SPARK_PATH = "/PycharmProjects/GenesAssociation"
SPARK_FILE = "/spark-2.0.0-bin-hadoop2.7"
SPARK_HOME = USER_FILE_PATH + SPARK_PATH + SPARK_FILE
os.environ['SPARK_HOME'] = SPARK_HOME
# Append pySpark to Python Path
sys.path.append(SPARK_HOME + "/python")
sys.path.append(SPARK_HOME + "/python" + "/lib/py4j-0.10.1-src.zip")
try:
from pyspark import SparkContext
from pyspark import SparkConf
from pyspark.sql import SQLContext
from pyspark.graphframes import GraphFrame
except ImportError as ex:
print "Can not import Spark Modules", ex
sys.exit(1)
# GLOBAL VARIABLES --------------------------------------------------------- -----------------------#
SC = SparkContext('local')
SQL_CONTEXT = SQLContext(SC)
# MAIN CODE ---------------------------------------------------------------------------------------#
if __name__ == "__main__":
# Main Path to CSV files
DATA_PATH = '/PycharmProjects/GenesAssociation/data/'
FILE_NAME = 'gene_gene_associations_50k.csv'
# LOAD DATA CSV USING PANDAS -----------------------------------------------------------------#
print "STEP 1: Loading Gene Nodes -------------------------------------------------------------"

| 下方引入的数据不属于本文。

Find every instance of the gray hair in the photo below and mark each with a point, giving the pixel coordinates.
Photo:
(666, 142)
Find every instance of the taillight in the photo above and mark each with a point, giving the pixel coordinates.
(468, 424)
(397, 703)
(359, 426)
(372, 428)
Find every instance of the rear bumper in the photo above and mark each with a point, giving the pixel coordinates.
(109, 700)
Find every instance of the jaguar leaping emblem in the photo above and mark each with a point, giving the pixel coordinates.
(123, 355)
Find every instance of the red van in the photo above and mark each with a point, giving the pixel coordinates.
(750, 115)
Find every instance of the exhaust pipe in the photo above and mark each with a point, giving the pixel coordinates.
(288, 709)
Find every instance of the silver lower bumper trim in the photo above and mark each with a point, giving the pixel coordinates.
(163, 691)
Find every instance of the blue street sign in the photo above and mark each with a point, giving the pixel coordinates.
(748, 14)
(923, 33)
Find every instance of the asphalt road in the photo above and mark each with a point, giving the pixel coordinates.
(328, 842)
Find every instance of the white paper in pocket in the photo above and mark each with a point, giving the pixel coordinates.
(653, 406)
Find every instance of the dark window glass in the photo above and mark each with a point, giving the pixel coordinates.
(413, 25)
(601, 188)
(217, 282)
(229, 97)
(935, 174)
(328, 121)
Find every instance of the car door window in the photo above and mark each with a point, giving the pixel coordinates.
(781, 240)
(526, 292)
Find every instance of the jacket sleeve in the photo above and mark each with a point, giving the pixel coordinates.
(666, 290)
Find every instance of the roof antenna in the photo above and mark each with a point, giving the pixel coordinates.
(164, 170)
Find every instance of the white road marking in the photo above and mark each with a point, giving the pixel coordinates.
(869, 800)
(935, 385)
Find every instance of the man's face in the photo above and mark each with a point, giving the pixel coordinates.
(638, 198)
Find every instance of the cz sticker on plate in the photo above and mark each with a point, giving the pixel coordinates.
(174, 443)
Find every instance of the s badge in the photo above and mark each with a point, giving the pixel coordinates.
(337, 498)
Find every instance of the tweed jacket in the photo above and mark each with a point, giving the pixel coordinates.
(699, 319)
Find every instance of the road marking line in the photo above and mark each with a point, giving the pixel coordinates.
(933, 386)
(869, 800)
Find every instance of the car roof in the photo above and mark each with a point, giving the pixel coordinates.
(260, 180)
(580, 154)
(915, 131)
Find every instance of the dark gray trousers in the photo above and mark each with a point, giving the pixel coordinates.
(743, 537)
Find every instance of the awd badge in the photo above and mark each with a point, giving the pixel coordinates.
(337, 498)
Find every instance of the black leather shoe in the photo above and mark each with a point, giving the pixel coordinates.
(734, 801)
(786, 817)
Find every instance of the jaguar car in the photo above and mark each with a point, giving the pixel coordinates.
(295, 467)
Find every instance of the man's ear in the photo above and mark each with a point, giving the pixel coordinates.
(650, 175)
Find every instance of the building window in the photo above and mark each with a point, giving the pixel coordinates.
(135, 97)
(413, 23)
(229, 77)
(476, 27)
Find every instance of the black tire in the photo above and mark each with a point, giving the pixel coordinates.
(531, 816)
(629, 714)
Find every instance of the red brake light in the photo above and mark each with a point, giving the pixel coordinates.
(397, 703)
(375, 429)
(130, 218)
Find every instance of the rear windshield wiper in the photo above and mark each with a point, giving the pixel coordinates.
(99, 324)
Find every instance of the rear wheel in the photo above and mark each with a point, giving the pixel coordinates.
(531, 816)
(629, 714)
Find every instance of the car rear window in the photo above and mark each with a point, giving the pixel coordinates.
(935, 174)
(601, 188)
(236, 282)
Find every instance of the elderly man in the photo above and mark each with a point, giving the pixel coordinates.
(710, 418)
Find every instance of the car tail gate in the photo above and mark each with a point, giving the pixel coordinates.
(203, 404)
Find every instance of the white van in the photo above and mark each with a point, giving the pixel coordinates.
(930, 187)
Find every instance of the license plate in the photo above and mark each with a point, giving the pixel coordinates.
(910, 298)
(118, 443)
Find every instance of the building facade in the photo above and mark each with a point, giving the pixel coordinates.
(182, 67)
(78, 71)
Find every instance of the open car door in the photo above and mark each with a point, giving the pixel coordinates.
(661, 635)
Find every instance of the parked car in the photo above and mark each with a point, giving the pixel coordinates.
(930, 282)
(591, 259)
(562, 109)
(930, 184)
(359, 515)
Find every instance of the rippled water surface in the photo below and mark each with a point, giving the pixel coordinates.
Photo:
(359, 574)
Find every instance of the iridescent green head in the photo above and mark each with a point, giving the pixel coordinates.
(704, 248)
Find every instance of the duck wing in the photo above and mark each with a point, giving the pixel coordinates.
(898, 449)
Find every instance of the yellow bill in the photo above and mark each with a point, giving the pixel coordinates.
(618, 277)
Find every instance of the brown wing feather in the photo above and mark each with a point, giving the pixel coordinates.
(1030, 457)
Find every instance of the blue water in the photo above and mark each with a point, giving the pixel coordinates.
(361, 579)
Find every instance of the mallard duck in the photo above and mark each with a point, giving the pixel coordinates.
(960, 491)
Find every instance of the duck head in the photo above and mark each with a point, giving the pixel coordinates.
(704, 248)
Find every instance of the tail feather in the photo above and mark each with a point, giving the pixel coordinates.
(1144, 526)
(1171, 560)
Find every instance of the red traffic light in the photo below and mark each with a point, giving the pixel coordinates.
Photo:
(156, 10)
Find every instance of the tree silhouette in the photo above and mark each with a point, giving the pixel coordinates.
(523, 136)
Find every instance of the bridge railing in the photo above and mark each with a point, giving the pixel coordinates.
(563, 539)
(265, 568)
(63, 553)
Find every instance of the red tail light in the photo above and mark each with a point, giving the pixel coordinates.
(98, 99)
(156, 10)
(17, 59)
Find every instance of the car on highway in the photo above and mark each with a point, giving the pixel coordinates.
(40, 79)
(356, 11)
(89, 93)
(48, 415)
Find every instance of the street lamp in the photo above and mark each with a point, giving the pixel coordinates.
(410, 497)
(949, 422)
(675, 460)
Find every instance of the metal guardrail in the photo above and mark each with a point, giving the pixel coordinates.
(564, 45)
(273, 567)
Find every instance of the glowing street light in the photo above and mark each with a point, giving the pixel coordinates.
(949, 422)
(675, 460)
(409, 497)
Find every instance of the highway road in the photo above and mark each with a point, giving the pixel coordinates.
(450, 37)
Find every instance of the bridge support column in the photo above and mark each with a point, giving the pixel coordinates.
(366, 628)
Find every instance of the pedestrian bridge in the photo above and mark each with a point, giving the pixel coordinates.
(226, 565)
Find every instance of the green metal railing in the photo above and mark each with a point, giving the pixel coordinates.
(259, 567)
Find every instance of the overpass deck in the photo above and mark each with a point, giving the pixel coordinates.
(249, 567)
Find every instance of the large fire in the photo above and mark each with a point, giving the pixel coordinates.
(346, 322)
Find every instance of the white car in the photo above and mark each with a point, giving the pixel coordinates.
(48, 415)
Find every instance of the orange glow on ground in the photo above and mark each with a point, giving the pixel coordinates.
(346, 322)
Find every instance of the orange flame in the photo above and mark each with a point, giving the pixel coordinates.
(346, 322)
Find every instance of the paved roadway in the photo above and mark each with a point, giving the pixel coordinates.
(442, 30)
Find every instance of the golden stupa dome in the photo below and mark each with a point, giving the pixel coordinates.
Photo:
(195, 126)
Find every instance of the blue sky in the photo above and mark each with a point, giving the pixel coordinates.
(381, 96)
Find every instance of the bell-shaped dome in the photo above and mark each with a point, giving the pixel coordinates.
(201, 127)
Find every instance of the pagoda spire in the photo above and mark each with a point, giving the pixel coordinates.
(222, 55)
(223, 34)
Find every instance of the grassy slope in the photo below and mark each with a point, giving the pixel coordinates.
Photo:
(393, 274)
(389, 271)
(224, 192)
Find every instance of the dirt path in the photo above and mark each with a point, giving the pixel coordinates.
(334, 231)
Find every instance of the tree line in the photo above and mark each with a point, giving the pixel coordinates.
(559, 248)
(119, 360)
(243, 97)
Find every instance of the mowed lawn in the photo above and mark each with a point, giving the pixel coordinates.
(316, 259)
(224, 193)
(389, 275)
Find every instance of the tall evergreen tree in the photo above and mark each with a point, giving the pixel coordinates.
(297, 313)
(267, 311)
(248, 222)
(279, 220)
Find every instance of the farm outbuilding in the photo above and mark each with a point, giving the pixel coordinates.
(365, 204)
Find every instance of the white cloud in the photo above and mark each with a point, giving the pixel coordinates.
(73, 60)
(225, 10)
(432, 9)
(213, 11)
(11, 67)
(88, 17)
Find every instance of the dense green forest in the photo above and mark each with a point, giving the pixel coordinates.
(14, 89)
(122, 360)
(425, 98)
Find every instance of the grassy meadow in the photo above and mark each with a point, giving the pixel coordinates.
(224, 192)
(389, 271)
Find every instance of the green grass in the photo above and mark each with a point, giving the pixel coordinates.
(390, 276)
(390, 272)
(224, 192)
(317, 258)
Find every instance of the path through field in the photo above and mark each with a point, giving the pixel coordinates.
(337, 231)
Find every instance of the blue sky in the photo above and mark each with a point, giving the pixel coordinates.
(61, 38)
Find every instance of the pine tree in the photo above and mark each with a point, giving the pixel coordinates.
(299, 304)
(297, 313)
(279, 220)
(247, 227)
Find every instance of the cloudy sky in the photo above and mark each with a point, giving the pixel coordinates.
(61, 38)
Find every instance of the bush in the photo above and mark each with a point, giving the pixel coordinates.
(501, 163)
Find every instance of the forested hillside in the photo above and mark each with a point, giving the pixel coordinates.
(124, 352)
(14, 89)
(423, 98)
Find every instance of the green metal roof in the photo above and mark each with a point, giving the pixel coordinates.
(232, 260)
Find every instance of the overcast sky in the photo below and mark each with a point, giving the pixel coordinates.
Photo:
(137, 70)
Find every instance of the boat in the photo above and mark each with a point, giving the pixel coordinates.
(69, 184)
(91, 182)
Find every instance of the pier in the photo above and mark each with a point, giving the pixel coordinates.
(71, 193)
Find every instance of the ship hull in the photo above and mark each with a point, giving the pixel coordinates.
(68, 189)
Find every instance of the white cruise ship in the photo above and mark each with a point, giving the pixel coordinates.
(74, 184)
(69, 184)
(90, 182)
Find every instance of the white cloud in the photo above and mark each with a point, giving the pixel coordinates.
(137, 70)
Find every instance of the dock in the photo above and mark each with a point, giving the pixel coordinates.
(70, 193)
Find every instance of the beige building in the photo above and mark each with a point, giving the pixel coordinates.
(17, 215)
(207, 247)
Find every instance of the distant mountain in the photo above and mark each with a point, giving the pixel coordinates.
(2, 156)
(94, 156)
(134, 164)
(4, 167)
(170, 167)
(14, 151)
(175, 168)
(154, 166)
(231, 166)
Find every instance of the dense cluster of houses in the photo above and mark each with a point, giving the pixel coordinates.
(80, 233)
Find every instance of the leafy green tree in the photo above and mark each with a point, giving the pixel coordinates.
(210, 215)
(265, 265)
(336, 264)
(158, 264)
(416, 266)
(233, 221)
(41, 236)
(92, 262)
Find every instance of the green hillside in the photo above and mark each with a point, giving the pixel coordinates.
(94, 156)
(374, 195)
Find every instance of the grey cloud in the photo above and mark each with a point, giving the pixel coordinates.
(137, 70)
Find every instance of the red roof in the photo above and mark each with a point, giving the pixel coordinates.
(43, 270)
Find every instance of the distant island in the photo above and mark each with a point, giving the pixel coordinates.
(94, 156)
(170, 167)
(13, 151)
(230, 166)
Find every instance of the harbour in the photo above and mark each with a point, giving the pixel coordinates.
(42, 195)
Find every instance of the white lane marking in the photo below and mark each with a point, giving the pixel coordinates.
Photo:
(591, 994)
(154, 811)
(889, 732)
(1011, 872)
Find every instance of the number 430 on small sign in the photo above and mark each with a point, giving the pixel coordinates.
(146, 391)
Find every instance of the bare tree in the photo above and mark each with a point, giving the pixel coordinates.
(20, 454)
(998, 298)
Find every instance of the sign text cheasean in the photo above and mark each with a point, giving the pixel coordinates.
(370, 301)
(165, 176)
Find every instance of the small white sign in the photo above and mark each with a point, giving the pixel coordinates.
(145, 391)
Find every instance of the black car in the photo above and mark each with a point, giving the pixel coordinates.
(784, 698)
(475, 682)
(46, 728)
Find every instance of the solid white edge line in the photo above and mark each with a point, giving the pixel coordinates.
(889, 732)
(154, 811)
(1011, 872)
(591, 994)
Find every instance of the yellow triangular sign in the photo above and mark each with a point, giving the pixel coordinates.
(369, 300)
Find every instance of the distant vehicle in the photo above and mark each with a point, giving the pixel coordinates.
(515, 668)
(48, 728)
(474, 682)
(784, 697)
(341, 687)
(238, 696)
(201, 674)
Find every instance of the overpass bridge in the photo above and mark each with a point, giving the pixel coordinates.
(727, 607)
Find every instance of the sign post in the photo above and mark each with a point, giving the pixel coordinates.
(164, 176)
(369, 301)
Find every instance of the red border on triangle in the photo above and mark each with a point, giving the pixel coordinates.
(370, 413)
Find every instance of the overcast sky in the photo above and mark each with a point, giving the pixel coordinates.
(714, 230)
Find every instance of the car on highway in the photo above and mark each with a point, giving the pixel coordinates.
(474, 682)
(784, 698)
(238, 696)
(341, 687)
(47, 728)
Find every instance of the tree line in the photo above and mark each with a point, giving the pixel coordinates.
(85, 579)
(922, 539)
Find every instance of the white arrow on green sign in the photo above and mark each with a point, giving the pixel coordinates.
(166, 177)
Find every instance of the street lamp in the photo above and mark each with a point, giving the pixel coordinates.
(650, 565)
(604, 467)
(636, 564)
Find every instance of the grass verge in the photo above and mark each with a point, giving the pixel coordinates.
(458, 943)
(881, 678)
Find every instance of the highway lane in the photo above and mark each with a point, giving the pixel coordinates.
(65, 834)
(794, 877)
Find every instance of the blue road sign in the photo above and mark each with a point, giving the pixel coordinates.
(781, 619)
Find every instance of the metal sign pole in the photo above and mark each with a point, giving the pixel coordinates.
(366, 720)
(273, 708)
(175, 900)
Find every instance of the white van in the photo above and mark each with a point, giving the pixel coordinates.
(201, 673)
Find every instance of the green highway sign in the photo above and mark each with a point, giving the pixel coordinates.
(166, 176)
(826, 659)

# Read csv file and load as df
GENES = pd.read_csv(USER_FILE_PATH + DATA_PATH + FILE_NAME,
usecols=['OFFICIAL_SYMBOL_A'],
low_memory=True,
iterator=True,
chunksize=1000)
# Concatenate chunks into list & convert to dataFrame
GENES_DF = pd.DataFrame(pd.concat(list(GENES), ignore_index=True))
# Remove duplicates
GENES_DF_CLEAN = GENES_DF.drop_duplicates(keep='first')
# Name Columns
GENES_DF_CLEAN.columns = ['gene_id']
# Output dataFrame
print GENES_DF_CLEAN
# Create vertices
VERTICES = SQL_CONTEXT.createDataFrame(GENES_DF_CLEAN)
# Show some vertices
print VERTICES.take(5)
print "STEP 2: Loading Gene Edges -------------------------------------------------------------"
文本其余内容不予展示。